Abandonamos el coche y caminamos sobre los barros que modeló la lluvia durante la noche. Altas nubes grises suspendidas en el cielo, pinturas en la inmensa bóveda de una catedral, grandes como carpas de circo, pequeñas como champiñones aislados. Continué el tránsito por la orilla, hundiendo el ritmo de mis huellas sobre la arena en una mecanografía del sonambulismo. Bien pronto empecé a encontrarme con ellos.
El temporal nocturno había sido intenso, su inmisericordia los habría azotado en la tormenta hasta encallarlos en la costa; y allí estaban. Se diría que aguardaban, oferentes en el umbral salino, como cuerpos naufragados, arrastrados por las aguas torrenciales, ennegrecidos por el rayo y las injurias del viaje.
Buscaba encontrarlos sin buscarlos, penetrando y siendo penetrado por los ritmos de las mareas y el viento, desde mis propios ritmos internos: mis latidos, mis pensamientos, los flujos mentales de la memoria, conectando a través de mi respiración con la música callada de los signos, aguzando el oído del silencio.
Reclinado junto a ellos escuchaba su historia, no una historia de palabras con un principio y un final, sino una fábula de formas, una esperanza de redención susurrada levemente como el latido del ave sobre la piedra mojada. Así resucitaba la forma recreada, con la más simple acción desde la horizontalidad hasta una verticalidad perdida, una dignidad olvidada. (La resurrección de los muertos, la foto, la vida eterna, amén).
El carrete fotográfico se agotó inesperadamente renunciando a testimoniar la totalidad de nuestras visiones. A lo largo de la orilla el ojo ajeno podría contemplar la hilera de oscuros seres erguidos en los umbrales del continente. Pero no había nadie, salvo las gaviotas y el viento, las nubes tormentosas y el exangüe sol.

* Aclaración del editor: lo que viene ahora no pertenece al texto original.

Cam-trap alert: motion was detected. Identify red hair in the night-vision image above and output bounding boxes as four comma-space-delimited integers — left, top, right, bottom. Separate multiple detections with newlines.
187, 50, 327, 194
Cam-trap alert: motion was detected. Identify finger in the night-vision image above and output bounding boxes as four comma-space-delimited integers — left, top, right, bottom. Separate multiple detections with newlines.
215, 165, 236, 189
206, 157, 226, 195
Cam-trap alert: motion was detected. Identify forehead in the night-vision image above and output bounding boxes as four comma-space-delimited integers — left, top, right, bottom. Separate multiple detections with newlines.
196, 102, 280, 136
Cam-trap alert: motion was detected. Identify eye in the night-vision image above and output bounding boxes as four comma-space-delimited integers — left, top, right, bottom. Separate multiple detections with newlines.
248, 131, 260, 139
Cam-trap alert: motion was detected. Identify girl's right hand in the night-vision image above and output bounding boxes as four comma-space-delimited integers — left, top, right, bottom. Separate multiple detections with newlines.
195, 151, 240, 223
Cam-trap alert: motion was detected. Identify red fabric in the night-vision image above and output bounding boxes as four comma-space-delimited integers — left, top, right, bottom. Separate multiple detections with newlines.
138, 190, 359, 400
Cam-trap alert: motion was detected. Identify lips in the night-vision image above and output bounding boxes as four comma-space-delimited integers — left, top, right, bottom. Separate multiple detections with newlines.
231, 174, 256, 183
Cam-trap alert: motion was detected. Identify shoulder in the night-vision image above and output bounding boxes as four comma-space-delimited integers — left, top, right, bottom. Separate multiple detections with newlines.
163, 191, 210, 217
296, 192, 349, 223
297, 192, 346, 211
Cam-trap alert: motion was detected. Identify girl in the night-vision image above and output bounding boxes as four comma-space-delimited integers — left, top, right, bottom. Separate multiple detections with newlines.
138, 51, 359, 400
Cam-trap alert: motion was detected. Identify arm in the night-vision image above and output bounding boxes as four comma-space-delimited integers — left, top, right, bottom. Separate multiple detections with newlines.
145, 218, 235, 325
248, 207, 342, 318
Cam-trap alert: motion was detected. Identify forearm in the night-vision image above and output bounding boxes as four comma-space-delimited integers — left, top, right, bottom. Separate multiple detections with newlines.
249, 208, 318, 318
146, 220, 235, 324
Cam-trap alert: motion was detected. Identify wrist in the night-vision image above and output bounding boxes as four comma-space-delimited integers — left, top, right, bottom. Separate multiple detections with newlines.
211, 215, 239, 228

De repente en el cielo, se abrió una grieta de claridad y contemplamos…una luz verdeazulada, limpia, como una pupila de agua. Miramos en silencio aquel signo de la lejanía, lo inalcanzable, y supe de la impermanencia, la innecesidad y la inminencia. Nada más había que añadir salvo el regreso.

Volvíamos. Entonces, bajé mis ojos al suelo y allí sobre la tierra misma reencontré aquel resplandor, sobre las aguas quietas, sosegadas, un charco de cielo, un espejo de inmanencia fue nuestro testigo.”


San Roque. Diciembre de 1999.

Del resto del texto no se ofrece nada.